# HP vs Cp



## Carolyn

DD1 loves HP, I do like the light color of the gm in the CP and of course the ablitly to make all the beautiful swirls. However some of the fragrances darken the soap anyway. so I don't mean to ask a dumb question, but if we are making plain soap, what is the difference in the finished product? Thanks Carolyn


----------



## NubianSoaps.com

I know that Steph naturescauldron makes HP soap, she has like 19 turkey roasters. There has to be more to it than how I did it, because mine was like smashing oatmeal cookie batter, or refried beans into the molds afterward, it had a werid texture to the top, fine for maybe one bar of soap but not for all of them.

Plus I don't get the whole...by the time you let it cool down below your flash point on your scent it is so darn hard to get pretty in the molds!

So you got me...does anyone know of a tutorial up...it would be great to make soap in mass like that at times...like this weekend  Vicki


----------



## kidsngarden

HP bars seem softer - even after the same about of cure. Also they tend to shrink and get ugly over time. Don't like them. There's a competitor at my market that only sells HP and I just think they are a little too rustic for me - ok , I'll say it - UGLY. I mean some can look cool, but I don't like them for the most part.

Bethany


----------



## NubianSoaps.com

Now I am going to go look for some photos of folks soap who make HP  Do you know alot of folks put melt and pour soaps into their HP soap?? Vicki


----------



## Carolyn

how long does it take to shrink and get nasty looking?
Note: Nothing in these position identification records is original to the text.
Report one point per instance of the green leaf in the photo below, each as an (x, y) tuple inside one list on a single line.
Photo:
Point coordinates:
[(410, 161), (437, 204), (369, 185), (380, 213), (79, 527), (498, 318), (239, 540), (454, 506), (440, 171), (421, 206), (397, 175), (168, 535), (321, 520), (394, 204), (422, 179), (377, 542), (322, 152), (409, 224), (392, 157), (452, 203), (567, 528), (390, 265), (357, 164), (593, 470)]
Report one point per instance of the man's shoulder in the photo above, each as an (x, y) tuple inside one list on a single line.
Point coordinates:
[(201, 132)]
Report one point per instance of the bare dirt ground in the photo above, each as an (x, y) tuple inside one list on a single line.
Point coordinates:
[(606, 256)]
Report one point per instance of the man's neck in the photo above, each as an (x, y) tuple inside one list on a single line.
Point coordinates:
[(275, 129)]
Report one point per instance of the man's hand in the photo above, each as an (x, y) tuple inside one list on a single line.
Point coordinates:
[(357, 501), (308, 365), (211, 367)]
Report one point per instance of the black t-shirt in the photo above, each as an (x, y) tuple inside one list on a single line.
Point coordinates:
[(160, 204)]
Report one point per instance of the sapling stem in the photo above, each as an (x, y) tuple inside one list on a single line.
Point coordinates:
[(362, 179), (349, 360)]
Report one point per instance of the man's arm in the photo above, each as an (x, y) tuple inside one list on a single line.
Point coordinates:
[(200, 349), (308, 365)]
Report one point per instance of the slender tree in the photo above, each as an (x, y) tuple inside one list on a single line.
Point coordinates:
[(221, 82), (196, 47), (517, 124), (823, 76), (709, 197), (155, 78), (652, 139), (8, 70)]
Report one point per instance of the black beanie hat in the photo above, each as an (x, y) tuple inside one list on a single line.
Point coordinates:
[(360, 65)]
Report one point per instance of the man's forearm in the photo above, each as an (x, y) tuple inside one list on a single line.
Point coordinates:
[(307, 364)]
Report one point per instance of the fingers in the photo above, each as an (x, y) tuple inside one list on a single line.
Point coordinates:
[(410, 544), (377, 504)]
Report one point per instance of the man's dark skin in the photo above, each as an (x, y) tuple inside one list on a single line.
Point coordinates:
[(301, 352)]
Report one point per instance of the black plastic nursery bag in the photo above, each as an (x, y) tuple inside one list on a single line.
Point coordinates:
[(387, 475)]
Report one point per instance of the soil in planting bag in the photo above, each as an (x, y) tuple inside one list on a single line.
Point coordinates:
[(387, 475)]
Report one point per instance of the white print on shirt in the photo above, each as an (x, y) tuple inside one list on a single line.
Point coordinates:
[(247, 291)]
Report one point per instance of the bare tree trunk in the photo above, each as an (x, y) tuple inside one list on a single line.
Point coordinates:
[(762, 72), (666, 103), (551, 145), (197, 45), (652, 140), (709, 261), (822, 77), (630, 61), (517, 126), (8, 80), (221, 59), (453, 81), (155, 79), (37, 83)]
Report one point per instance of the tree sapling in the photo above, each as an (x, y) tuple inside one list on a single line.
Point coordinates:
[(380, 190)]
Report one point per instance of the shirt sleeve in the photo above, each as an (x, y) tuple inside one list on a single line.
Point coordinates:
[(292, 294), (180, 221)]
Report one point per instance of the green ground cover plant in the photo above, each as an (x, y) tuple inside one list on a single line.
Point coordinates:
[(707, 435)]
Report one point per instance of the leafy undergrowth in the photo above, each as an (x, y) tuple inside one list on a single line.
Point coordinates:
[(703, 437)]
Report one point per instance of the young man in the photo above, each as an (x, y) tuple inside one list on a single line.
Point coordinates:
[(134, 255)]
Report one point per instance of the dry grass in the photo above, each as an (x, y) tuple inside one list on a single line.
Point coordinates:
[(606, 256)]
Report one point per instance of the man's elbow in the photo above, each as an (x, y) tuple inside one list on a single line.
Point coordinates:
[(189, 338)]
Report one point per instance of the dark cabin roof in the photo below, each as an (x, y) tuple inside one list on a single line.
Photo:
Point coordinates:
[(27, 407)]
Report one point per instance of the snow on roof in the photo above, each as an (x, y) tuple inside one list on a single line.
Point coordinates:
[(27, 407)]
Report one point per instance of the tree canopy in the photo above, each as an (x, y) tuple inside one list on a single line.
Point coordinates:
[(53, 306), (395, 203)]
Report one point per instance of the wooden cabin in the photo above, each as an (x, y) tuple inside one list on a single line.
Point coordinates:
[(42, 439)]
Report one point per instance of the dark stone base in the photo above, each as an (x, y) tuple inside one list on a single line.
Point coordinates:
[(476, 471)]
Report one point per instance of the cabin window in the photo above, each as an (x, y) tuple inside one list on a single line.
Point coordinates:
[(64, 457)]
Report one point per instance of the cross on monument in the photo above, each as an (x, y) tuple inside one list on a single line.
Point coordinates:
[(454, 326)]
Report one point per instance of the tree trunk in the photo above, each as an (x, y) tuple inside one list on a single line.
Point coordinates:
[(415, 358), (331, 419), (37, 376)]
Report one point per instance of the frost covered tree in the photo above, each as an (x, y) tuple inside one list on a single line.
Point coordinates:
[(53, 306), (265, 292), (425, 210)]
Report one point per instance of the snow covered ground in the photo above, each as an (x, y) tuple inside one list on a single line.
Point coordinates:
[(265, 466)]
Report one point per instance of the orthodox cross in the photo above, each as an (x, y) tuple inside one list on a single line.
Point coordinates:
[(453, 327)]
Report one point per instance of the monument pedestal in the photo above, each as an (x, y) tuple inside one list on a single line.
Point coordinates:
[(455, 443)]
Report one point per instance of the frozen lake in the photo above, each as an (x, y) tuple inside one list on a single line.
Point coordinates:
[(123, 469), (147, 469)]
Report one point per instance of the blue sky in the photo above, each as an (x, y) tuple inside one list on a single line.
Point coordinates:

We still have a few of the bars left from a month ago and they look the same. I will weigh them. As a matter of fact we have Dragons Blood and Pink Sugar left from the first batch. I am trying to find more info on the differnces. Carolyn


----------



## Guest

I don't like Hp for the same reasons as Vicki and Bethany, smashing soap into molds that looks like very ugly applesauce, they stay softer and shrink... I also think they melt faster in the shower... Unless they are a year or more older and then they get very very hard, but are very ugly... HP is not for me, I have seen some pretty ones, I just can't do it.. and don't have the time to try... why waste all those hours of cook time... only advantage I can see is, they say you can use it right away and using less fragrance in it.


----------



## KUrby

Well from my small experience.. I can tell you I think CP is alot easier! but right now I am doing Oven Process for quick cure times and of course I do like the fact I use less scent. But...I don't think they are pretty, they are somewhat unique in there own way. I have not played with them much but try to get them as even and flat as possible on top.. I am really thinking of plaining them! and beveling the edges.. Then they would look nice but not as homey.. it's a catch 22 on that one.
HP is more time consuming making but shorter on out of the mold and curing.
I will more than likely go to CP after the holidays.. I don't have alot of drying areas, so that is a draw back for me too on CP.
Karen


----------



## kidsngarden

I have done some HP rebatches and found some after six months that were pretty shrunken.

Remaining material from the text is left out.